Timeseries forecasting
Forecasting¶
Ludwig supports timeseries forecasting end-to-end: training a model on historical data, evaluating it, and
generating multi-step predictions with model.forecast().
Data formats¶
Ludwig accepts two data layouts:
Row-major — each row is already a pre-embedded window (space-separated floats). Use this when you have already computed sliding windows externally.
| timeseries_window | next_value |
|---|---|
| 15.07 14.89 14.45 14.30 | 14.12 |
| 14.89 14.45 14.30 14.12 | 13.97 |
Column-major — each row is one scalar observation. Ludwig converts to windows automatically via
window_size (inputs) and horizon (outputs).
| timestamp | temperature |
|---|---|
| 2024-01-01 | 15.07 |
| 2024-01-02 | 14.89 |
| 2024-01-03 | 14.45 |
| ... | ... |
Column-major is the most common format for real-world timeseries data and is the recommended starting point.
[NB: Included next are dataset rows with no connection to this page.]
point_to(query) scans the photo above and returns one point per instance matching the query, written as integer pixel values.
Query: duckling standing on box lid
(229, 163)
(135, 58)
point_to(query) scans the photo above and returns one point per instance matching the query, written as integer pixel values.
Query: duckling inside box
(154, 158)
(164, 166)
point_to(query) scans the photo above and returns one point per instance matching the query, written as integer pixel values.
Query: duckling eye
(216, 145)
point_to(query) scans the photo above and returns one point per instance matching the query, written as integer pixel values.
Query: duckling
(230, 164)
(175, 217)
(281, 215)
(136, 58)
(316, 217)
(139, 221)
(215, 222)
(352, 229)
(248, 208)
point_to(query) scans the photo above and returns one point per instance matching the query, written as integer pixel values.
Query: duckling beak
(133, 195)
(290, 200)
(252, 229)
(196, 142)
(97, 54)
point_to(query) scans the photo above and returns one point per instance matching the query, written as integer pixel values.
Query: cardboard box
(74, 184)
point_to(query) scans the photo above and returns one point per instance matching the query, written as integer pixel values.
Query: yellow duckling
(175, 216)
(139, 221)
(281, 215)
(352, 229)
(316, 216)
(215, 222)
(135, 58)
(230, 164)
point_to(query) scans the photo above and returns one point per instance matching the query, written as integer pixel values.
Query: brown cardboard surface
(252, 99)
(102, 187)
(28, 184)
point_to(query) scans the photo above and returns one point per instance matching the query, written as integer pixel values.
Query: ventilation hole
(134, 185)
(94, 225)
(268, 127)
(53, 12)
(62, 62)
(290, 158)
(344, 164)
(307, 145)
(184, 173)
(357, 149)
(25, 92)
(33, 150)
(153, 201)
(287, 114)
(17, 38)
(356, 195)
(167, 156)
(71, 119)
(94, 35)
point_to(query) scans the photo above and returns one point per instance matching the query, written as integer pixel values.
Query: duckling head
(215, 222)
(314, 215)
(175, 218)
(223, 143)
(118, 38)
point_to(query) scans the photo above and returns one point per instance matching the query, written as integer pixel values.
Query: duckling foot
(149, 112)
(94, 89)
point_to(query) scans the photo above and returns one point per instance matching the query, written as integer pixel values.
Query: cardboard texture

Column-major example (recommended)¶
Dataset¶
A CSV where each row is one observation:
timestamp,temperature
2024-01-01,15.07
2024-01-02,14.89
2024-01-03,14.45
...
The timestamp column is not required by Ludwig — only the numeric series column is needed.
Config¶
input_features:
- name: temperature
type: timeseries
preprocessing:
window_size: 24 # look back 24 steps
padding_value: 0.0
output_features:
- name: temperature # same column name — Ludwig aligns input windows with output targets
type: timeseries
preprocessing:
horizon: 6 # predict 6 steps ahead
decoder:
type: projector
loss:
type: huber
trainer:
epochs: 50
batch_size: 128
optimizer:
type: adam
lr: 0.001
Training¶
ludwig train \
--dataset temperature.csv \
--config config.yaml \
--output_directory results
Or with the Python API:
import pandas as pd
from ludwig.api import LudwigModel
df = pd.read_csv("temperature.csv")
model = LudwigModel("config.yaml")
results = model.train(dataset=df)
print(f"Model saved to {results.output_directory}")
Forecasting¶
After training, generate future predictions from a seed dataset:
model = LudwigModel.load("results/experiment_run/model")
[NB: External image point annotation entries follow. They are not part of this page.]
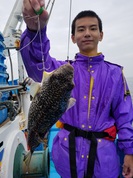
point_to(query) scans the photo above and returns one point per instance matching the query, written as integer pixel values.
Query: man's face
(87, 35)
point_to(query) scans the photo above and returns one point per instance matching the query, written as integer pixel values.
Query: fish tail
(27, 158)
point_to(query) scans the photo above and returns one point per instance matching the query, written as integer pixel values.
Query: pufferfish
(51, 98)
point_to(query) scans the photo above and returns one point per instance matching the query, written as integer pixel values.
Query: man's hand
(128, 166)
(30, 17)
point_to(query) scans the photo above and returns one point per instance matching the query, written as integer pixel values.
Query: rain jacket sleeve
(33, 50)
(123, 112)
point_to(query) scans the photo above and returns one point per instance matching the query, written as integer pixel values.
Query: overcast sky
(117, 18)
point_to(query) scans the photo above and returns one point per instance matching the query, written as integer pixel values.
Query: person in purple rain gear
(84, 147)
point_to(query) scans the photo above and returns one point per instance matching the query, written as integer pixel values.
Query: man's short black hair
(86, 13)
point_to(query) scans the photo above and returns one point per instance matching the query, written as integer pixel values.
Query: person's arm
(35, 51)
(123, 112)
(30, 18)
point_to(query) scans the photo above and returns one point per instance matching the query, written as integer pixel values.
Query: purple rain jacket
(101, 101)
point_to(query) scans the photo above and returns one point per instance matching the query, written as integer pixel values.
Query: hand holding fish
(31, 10)
(51, 99)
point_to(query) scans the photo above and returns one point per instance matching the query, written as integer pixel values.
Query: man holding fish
(84, 147)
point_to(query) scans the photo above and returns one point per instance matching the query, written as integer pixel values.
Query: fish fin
(27, 158)
(46, 75)
(34, 88)
(71, 103)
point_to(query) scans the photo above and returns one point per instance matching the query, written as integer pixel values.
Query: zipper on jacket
(90, 95)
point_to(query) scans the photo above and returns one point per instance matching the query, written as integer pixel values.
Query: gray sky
(117, 18)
# Seed: any DataFrame with the input column. Only the last window_size rows are used.
seed = pd.read_csv("recent_observations.csv")
# Forecast 48 steps ahead
forecast_df = model.forecast(seed, horizon=48)
print(forecast_df)
# temperature
# 0 14.23
# 1 14.01
# ...
The forecast iteratively slides the prediction window: each predicted value is fed back as the next input,
so you can forecast arbitrarily far ahead beyond the trained horizon. Preprocessing runs once for the
initial window and then updates in O(1) per step.
Row-major example¶
Use this when you have pre-computed windows, or when training and predicting on windows that don't come from a contiguous series (e.g., independent samples with known context windows).
Dataset¶
timeseries_window,horizon_values
15.07 14.89 14.45 14.30,14.12 13.97 13.80
14.89 14.45 14.30 14.12,13.97 13.80 13.65
Config¶
input_features:
- name: timeseries_window
type: timeseries
encoder:
type: transformer
num_heads: 4
num_layers: 2
output_features:
- name: horizon_values
type: timeseries
decoder:
type: projector
trainer:
epochs: 20
batch_size: 64
Choosing an encoder¶
| Encoder | When to use |
|---|---|
parallel_cnn |
Fast training, captures local patterns, good baseline |
stacked_cnn |
Longer-range dependencies than parallel_cnn |
rnn |
Sequential dependencies, moderate sequence length |
transformer |
Best accuracy on complex patterns, slower to train |
passthrough |
Pass raw window to the combiner without encoding |
CLI evaluation¶
ludwig evaluate \
--model_path results/experiment_run/model \
--dataset test.csv \
--output_directory evaluation
Notes¶
- Direct multi-step forecasting: the decoder predicts all
horizonsteps simultaneously in one forward pass. This is fast and works well for short horizons. For long-horizon forecasting,model.forecast()with iterative stepping is the recommended approach. - Input/output column alignment: when the output feature
namematches the input featurename, Ludwig uses predicted values as inputs for subsequent forecast steps. If they differ, the input window is padded withpadding_valuefor steps beyond the seed data. - Minimum seed length:
model.forecast()needs at leastwindow_sizerows in the seed DataFrame to fill the initial context window. Shorter seeds are padded automatically.